The president of the Pontifical Academy for Life, Bishop Elio Sgreccia denounced as a “monstrosity” the new norms approved this week in Great Britain by the Human Fertilisation and Embryology Authority (HFEA), which allow the creation of animal-human embryos for the purpose of extracting stem cells for use in the treatment of Alzheimer’s or Parkinson’s disease.
Proponents of the new ruling held up a “support” survey of two thousand people who have no knowledge of the issue as evidence that the research should go forward.
With the newly granted permission to create hybrid embryos (part animal, part human) three teams of British scientists—one from King’s College London, one from the North East England Stem Cell Institute, and one led by Ian Wilmut, whose team cloned the sheep Dolly—will begin experiments to introduce human DNA into a cow egg in order to create embryos that would be 99.9 percent human and .01 percent animal.
Investigators argue that this macabre norm is needed because of the lack of human ovums for research. In response Bishop Sgreccia explained that up to now, international law prohibited this kind of genetic manipulation “because of the offense against human dignity” that it constitutes, “because of the risk of producing monsters” and “because of the morally high significance.”
He said the British government had “caved into a request from a group of scientists that it seems to me goes against the will of the majority and certainly against the morality of not only of Catholics but also of other religious groups and defenders of life, and against all rational morality, which up to now has been quite clear in all of the international treaties.”
Bishop Sgreccia said the scientists’ justifications were “mere excuses” for defending the indefensible and that experiments that are inhumane and illicit “cannot be carried out, not even with the hope of achieving a degree of success.”
“Success, if it exists, should come through human means. Good should be achieved through decent means; otherwise we are applying pure Machiavellian ideology to science and to scientific experimentation when what is at stake is human dignity,” he emphasized.

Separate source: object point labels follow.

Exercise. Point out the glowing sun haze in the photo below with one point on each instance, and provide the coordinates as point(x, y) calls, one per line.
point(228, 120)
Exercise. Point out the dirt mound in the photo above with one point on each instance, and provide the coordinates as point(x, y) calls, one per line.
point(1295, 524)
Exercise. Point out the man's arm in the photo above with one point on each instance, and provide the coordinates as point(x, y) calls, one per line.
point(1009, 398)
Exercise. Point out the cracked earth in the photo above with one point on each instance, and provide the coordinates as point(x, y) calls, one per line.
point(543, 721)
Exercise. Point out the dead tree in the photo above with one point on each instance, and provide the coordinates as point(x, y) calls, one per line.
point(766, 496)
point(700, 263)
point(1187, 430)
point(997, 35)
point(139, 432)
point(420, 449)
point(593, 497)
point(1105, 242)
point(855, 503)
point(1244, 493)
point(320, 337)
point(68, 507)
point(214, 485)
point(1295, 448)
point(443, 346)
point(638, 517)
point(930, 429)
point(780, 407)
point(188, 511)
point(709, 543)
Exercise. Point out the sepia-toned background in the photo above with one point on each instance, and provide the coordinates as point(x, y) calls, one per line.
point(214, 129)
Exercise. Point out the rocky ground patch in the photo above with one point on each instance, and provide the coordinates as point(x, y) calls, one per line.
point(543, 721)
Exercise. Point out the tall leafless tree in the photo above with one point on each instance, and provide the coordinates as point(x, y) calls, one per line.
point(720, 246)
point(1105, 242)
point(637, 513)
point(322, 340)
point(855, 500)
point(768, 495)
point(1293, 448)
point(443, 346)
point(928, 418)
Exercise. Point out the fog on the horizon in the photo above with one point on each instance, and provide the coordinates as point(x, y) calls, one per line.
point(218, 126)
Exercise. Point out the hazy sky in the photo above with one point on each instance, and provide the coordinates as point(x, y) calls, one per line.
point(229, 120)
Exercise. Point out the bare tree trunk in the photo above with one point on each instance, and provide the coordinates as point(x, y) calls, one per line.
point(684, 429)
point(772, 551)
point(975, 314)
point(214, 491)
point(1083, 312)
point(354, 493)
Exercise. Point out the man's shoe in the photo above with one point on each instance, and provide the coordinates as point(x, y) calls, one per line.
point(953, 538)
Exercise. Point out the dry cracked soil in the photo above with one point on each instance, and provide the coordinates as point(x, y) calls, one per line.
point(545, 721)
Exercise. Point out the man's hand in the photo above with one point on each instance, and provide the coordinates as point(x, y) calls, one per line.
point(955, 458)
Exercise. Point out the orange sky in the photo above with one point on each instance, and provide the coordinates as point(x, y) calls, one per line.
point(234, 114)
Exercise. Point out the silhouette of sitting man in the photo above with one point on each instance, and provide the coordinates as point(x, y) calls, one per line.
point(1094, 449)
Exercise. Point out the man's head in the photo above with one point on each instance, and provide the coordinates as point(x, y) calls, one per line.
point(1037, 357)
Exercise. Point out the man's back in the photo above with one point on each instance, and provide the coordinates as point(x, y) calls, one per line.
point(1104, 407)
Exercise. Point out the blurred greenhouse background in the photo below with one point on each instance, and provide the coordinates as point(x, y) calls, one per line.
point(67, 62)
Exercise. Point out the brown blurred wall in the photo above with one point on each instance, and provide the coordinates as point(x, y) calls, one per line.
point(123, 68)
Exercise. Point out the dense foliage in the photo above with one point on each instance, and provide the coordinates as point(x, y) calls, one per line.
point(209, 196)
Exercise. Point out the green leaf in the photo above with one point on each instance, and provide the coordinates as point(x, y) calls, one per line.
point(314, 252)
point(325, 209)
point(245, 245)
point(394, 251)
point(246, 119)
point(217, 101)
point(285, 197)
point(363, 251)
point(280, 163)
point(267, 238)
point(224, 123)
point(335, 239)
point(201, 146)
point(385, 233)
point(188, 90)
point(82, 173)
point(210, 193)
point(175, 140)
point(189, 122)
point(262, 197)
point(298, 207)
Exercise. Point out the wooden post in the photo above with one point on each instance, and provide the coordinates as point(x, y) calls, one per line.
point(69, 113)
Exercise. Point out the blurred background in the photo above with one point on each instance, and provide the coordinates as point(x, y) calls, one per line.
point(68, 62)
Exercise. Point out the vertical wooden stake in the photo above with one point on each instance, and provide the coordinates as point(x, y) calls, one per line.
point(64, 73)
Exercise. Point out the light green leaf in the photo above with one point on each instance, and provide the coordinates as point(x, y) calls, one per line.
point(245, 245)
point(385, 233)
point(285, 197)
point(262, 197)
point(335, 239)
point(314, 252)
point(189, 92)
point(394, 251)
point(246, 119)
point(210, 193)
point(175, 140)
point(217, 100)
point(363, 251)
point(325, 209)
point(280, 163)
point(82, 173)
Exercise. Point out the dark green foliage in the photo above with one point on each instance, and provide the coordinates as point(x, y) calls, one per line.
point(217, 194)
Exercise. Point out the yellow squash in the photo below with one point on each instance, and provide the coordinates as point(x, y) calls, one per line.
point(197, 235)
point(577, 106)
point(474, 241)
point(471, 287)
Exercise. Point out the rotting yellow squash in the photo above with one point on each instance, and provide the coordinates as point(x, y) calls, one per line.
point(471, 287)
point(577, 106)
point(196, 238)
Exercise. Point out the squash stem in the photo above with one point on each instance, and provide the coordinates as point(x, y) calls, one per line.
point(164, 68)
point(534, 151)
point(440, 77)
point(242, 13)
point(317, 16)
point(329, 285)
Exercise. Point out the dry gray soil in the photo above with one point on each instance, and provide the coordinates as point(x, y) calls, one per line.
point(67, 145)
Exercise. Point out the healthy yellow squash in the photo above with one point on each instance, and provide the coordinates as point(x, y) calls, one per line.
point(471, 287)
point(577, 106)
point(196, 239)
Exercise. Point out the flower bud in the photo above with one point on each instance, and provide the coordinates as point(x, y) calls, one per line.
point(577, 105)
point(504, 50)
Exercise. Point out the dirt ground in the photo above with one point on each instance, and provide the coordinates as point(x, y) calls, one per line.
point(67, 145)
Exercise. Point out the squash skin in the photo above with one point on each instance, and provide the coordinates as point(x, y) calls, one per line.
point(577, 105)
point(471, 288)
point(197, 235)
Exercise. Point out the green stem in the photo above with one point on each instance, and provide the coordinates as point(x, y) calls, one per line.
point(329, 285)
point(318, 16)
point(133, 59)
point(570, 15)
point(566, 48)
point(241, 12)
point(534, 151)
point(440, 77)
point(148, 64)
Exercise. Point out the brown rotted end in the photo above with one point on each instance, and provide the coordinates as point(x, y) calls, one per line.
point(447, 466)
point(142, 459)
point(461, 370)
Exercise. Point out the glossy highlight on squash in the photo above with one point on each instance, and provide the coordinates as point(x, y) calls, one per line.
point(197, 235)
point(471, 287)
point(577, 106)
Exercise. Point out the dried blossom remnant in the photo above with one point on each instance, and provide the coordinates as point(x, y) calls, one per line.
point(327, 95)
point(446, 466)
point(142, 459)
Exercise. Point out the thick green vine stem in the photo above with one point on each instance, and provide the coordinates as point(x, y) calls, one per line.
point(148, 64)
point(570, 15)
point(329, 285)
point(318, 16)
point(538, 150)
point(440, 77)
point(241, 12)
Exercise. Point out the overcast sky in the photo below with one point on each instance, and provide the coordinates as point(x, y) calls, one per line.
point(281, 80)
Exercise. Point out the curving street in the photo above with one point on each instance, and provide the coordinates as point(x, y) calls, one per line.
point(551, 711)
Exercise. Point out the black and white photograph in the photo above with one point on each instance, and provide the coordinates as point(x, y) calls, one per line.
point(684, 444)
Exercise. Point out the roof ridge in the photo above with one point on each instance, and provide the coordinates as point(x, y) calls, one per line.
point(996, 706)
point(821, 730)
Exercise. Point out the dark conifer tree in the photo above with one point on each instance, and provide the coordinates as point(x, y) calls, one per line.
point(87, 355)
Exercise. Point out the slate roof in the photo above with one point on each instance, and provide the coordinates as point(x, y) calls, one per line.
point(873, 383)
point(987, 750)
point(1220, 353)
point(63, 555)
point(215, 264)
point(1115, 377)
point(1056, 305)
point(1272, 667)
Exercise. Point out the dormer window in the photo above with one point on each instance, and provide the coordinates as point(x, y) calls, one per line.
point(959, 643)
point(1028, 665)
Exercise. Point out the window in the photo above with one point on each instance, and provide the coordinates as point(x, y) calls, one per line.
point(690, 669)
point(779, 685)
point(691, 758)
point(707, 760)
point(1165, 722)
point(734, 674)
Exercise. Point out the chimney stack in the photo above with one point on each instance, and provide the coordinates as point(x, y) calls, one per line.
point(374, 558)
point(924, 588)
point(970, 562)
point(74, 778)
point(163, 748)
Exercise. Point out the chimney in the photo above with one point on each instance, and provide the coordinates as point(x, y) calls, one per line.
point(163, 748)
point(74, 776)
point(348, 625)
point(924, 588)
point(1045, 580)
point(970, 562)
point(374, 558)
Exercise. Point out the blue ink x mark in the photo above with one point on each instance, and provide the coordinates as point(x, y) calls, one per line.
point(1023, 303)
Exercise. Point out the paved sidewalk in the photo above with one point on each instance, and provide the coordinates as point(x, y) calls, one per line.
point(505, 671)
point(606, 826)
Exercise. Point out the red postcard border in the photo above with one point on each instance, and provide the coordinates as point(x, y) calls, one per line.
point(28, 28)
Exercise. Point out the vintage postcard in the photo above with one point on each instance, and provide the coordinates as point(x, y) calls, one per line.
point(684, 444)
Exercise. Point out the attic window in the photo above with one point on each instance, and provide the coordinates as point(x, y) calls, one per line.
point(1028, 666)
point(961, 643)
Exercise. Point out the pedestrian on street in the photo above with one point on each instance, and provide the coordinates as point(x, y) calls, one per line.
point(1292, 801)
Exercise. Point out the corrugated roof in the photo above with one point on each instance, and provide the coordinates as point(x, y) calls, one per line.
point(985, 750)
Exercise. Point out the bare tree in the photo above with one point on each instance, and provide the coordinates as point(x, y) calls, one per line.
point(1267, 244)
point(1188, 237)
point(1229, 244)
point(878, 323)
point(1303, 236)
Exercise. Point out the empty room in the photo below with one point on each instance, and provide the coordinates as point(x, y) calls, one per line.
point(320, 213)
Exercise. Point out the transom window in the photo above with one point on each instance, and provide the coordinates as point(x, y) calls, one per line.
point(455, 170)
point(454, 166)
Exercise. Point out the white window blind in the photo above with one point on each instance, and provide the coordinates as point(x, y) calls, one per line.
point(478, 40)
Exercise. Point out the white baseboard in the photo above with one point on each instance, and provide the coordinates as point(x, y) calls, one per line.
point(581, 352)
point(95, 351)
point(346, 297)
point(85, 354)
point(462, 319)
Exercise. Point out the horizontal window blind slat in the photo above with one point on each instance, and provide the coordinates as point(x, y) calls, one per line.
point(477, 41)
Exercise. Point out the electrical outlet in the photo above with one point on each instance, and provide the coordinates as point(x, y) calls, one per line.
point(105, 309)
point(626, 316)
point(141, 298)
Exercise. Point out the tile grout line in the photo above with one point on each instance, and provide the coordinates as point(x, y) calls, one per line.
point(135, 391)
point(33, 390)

Likewise, the president of the Pontifical Academy for Life recalled that experimentation on a living human being and its subsequent elimination has up to now only occurred in concentration camps. These experiments were forbidden by the Nuremberg Codes and the Helsinki Declaration. It’s important to emphasize that even though some labs are going to carry them out, that does not make them licit,” he said.
Bishop Peter Smith of the Bishops’ Conference of England and Wales, also weighed in on the unprecedented ruling saying, “Human begins have one sole nature, specifically separate from animals,” and therefore nobody should wonder if it is “correct to exceed the limits of the species and try to mix human and animal natures.” “Instead of promoting this kind of ethically problematic research, why not encourage research with adult stem cells which is not controversial?” the bishop asked. “The Catholic Church is not against this kind of research and encourages that which is done with stem cells extracted from the blood and from the umbilical cord,” he stressed.